O’Rourke interprets Smith’s take on economic history–in which he lays out how capitalism, in the person of middle-class merchants in the Middle Ages banding together in trade guilds that ended up exerting unheard-of leverage over the aristocracy, defeated feudalism–as saying that the bulk of Western humanity freed itself from serfdom not by force of arms but by economic clout. “A revolution of the greatest importance to the public happiness,” Smith wrote, was brought about by businessmen “who had not the least intention to serve the public.” O’Rourke’s normally wry prose gets uncharacteristically preachy on this admittedly fascinating point–he extends Smith’s thinking with hyperbole instead of reason, like a Young Republican who just discovered the awesomeness of Ronald Reagan.
Smith wasn’t only a dynamic believer in human rights, argues O’Rourke, he was also an effective evangelist for the positive societal benefits of selfishness, like a sane Ayn Rand.
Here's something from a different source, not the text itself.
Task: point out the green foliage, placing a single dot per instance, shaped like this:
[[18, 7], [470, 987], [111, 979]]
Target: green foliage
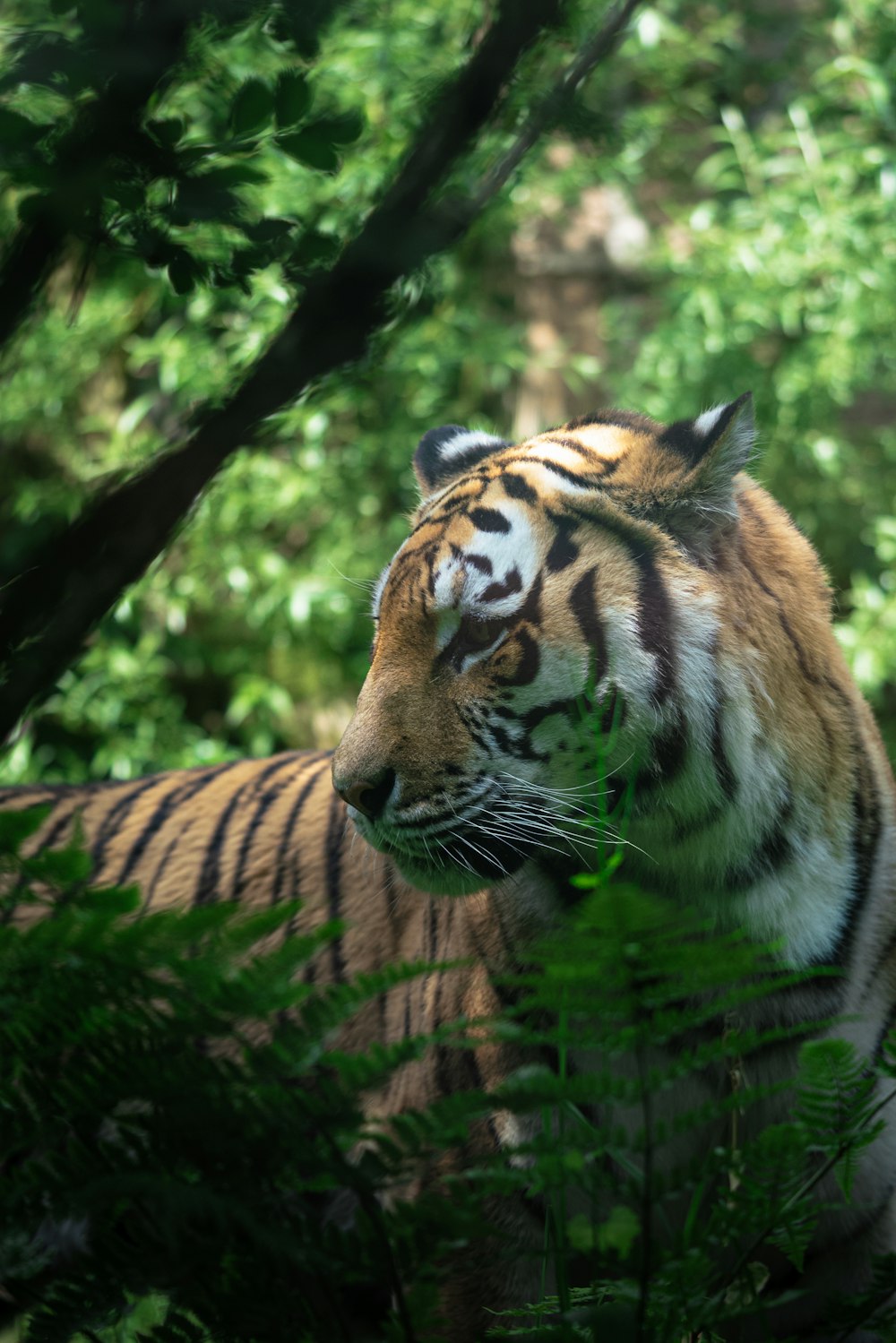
[[179, 1124], [657, 1202], [187, 1154], [761, 153]]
Who better to look out for ourselves than us? Helping yourself helps the world, or as O’Rourke has it: “A broke, naked, hungry, and self-loathing me is of no use to anyone in the neighborhood.” It’s at points like this where O’Rourke is most useful–he can boil down the essence of Smith’s theses without succumbing to the author’s professorial bloviating, frequent forays into obscurity, and occasional blatant contradiction, highlighting them instead with snarky asides. (At least one part of The Wealth of Nations, he remarks, is so impenetrable as to be “like reading Modern Maturity in Urdu.”)
But though he rarely passes up the chance to toss off a bon mot, O’Rourke succeeds in treating the book with the seriousness it demands. Ultimately he’s more impressed with Smith than he is with himself. An enjoyable appendix, the “Adam Smith Philosophical Dictionary,” even gives him the opportunity to include choice Smith lines he couldn’t fit in elsewhere, organized under pithy headings like “Famine, Avoidance of” or “Televangelists.”
As intellectual compromises go, you could do a lot worse than this book-length book report, especially given that the real choice for most people is between reading it or never considering Adam Smith’s bilious tome at all. It whetted my appetite for the next books in the series: one on the Koran, by Islamic scholar Bruce Lawrence, is already in stores, and another on Darwin’s legendarily dry Origin of the Species is due in March. Now if only somebody would do Gravity’s Rainbow.